Top map shaded to show the original Minnie's Land footprint (dark green)
and the addition parcels Victor Audubon added to Minnie's Land (light green) in 1843. Bottom map is the unshaded original.
This map accompanied the 1843 sale of land from Samuel Watkins, heir of the Watkins farm to Matthew Morgan who paid $16,731.82 for the land, plus the house standing on the eastern side, which had been built by Watkins grandfather, John Watkins in approximatley 1767.
1691
The slanting lines represent the boundaries established when the Dutch settlers in Harlem drew lots for the land on Jochem Pieter's Hills, as they called lower Washington Heights. Allotment number fourteen, which included the future Audubon Park, fell to Jan Dyckeman and Jan Nagel along with allotments eleven through thirteen, all four allotments eventually coming into Dyckeman hands when he married Nagel’s widow. Jan Dyckeman died in 1715, leaving the property to his son Gerrit.

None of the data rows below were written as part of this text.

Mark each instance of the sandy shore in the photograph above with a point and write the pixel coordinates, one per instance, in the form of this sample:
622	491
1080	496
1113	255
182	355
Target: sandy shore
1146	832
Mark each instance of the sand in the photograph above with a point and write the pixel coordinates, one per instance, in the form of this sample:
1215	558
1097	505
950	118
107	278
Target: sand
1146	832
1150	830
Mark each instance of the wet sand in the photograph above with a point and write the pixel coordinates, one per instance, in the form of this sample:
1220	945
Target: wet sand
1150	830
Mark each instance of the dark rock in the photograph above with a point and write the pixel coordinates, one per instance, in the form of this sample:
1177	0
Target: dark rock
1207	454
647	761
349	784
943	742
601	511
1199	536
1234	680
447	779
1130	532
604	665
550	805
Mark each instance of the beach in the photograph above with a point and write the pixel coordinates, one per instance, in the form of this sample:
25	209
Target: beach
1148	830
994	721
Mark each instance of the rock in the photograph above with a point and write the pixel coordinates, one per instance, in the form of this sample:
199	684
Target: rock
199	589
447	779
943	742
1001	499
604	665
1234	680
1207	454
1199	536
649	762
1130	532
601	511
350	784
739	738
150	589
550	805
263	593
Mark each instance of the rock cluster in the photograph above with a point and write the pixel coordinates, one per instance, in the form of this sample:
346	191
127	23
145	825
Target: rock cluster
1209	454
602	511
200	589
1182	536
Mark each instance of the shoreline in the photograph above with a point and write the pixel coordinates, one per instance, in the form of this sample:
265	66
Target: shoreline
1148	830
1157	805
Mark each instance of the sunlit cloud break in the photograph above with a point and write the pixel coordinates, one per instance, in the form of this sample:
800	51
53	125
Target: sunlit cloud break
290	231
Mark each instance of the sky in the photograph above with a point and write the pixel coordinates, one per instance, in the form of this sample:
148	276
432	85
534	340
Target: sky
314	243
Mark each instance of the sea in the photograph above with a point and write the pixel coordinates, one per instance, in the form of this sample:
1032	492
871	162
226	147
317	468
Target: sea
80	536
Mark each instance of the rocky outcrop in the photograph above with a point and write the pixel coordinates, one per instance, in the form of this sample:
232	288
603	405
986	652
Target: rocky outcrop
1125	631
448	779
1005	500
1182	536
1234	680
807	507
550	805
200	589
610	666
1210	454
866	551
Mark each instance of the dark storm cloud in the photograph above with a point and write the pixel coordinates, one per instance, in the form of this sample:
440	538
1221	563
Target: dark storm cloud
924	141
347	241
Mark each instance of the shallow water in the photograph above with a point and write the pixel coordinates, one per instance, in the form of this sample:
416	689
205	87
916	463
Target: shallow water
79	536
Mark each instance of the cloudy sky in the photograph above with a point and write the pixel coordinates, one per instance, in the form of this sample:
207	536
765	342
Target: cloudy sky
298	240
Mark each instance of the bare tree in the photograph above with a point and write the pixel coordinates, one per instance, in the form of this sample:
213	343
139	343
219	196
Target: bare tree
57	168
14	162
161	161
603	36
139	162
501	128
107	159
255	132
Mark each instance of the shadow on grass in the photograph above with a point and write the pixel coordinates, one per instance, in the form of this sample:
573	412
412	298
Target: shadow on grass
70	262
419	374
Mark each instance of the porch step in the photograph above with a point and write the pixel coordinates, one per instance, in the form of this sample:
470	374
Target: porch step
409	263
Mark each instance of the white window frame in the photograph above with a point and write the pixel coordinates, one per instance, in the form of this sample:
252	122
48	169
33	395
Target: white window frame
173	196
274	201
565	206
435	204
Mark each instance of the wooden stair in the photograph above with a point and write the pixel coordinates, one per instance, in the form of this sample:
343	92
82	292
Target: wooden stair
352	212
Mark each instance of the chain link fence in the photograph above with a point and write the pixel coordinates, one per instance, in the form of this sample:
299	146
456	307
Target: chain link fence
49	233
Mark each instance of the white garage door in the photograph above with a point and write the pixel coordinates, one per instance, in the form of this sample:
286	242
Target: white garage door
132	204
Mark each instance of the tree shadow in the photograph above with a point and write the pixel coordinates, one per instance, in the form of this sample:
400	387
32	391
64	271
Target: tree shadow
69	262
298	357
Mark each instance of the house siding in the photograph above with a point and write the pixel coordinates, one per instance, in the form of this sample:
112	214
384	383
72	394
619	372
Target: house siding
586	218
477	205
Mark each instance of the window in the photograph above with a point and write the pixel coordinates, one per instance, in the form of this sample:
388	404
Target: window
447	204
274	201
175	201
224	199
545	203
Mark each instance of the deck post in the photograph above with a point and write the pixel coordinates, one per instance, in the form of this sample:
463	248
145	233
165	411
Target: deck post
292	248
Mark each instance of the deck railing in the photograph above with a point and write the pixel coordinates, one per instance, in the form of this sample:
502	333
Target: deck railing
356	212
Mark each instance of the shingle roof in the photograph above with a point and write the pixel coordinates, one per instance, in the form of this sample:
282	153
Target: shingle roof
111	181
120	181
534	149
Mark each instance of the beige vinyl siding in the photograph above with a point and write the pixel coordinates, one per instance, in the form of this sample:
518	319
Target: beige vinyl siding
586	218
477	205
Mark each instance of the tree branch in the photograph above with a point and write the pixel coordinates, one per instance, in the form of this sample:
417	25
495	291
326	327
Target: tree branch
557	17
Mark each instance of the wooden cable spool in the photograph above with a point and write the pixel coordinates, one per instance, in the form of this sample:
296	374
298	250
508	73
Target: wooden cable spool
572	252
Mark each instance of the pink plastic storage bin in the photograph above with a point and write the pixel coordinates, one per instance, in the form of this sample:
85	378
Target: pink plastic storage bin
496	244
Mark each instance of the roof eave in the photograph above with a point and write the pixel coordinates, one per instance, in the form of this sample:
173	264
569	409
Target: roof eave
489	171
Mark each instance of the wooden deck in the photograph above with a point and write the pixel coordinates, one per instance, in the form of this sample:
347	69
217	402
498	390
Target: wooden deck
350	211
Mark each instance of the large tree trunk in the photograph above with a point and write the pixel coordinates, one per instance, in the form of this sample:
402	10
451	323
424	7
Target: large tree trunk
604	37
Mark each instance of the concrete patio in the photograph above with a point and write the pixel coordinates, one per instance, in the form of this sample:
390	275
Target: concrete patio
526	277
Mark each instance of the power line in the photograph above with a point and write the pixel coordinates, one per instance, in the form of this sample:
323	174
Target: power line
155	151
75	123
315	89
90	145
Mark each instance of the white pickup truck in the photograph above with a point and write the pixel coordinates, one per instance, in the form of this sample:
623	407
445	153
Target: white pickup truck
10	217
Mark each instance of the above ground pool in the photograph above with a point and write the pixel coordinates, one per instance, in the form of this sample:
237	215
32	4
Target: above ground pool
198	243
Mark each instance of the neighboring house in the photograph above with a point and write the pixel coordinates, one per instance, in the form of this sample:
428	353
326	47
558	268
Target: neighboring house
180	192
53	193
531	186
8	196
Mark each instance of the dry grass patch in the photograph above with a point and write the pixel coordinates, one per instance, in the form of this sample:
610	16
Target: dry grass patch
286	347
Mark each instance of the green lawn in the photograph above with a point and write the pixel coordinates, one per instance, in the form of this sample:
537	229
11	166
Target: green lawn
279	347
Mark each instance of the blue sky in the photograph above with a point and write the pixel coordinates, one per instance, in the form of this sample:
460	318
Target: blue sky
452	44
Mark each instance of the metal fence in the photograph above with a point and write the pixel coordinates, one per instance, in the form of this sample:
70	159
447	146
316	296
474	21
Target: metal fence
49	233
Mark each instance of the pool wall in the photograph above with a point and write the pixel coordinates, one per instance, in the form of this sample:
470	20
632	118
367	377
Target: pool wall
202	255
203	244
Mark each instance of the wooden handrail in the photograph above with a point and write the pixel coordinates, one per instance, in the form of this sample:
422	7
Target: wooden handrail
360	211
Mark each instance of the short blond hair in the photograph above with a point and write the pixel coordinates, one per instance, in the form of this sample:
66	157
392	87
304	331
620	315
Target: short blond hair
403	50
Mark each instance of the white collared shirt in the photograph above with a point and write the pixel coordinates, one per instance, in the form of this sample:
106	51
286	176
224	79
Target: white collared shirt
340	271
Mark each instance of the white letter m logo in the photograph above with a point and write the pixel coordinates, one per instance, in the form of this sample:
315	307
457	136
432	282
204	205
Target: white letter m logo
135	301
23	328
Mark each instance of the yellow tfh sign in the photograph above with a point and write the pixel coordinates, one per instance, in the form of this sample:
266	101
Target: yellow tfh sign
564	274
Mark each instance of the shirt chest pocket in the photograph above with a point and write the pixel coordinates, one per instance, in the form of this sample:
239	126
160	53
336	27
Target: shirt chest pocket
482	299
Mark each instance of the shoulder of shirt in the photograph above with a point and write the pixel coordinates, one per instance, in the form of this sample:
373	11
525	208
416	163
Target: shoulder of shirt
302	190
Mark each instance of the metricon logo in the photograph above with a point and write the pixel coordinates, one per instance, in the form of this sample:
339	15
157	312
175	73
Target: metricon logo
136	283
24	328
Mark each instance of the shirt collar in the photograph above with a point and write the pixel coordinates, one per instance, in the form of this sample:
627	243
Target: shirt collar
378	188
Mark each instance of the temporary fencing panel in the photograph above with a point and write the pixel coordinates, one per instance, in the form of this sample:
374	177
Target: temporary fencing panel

Gerrit’s son Jan (who anglicized his name by dropping the “c” from his surname and spelling his first name “John”) inherited this farmland and sold this portion in three separate parcels in 1767.
1767
Three veterans of His Majesties Regiments, John Maunsell (south), John Watkins (middle), and Richard Morris (north) bought adjacent pieces of the Dyckman property, with the Watkins farm in the middle, including land that would become Minnie's Land and Audubon Park. Besides being acquainted from their military service, Watkins and Maunsell were related by marriage. Their wives, Lydia Watkins and Elizabeth Maunsell were sisters, two of the six daughters of Richard and Mercy Stillwell. Before the American Revolution, Watkins mortgaged his land to Maunsell, then died, in 1786 leaving it unpaid. Maunsell foreclosed, but delayed action until the early 1790s, at which time Lydia's son Samuel Watkins bought the land at auction and then promptly sold it to his uncle, who allowed Lydia to remain on the property. After Maunsell'sdeath, his wife and Lydia lived together in the Watkins home near the Kingsbridge Road between 156th and 157th Streets. Lydia died in 1811 and Elizabeth, died (childless) in 1816, leaving all of her property to Lydia's surviving children, Samuel, Elizabeth Dunkin, and Lydia Beekman, who divided the property into three sections. Elizabeth Dunkin's share (the middle section) was the future Minnie's Land and Audubon Park.
1835
In 1835, Elizabeth Dunkin sold most of her property to James and Eliza Conner, who then formed a speculative partnership with Richard and Mary Carman (who had already bought part of the southern portion of the Maunsell property that included the future Trinity Cemetery.) The partnership failed when the New York Board of Aldermen decided not to purchase eighty-six acres for a "rural cemetery" and The New York Bowery Life Insurance Company bought the heavily mortgaged acreage at a foreclosure auction.
1841
On October 1, 1841, The New York Bowery Life Insurance Company sold fourteen acres to "Lucy Audabon (sic) wife of John James Audabon" (the dark green triangle on the top map) and twenty-nine acres to Richard F. Carman bordering it on the south. In July 1843, Victor Aububon purchased three parcels (light green on the map above) that "squared off" the triangle his mother had bought eighteen months previously.
1851
Lucy Audubon sold the eastern rectangle of Minnie's Land (betwen 10th and 11th Avenues) to Dennis Harris, who was accumulating property east and north of Minnie's Land. Over the next seventeen years, the Audubon family would sell all of their remaining property. George Blake Grinnell, who moved to Audubon Park in 1857 would purchase approximately two-thirds of the land between 155th and 158th Streets west of 11th Avenue (Broadway).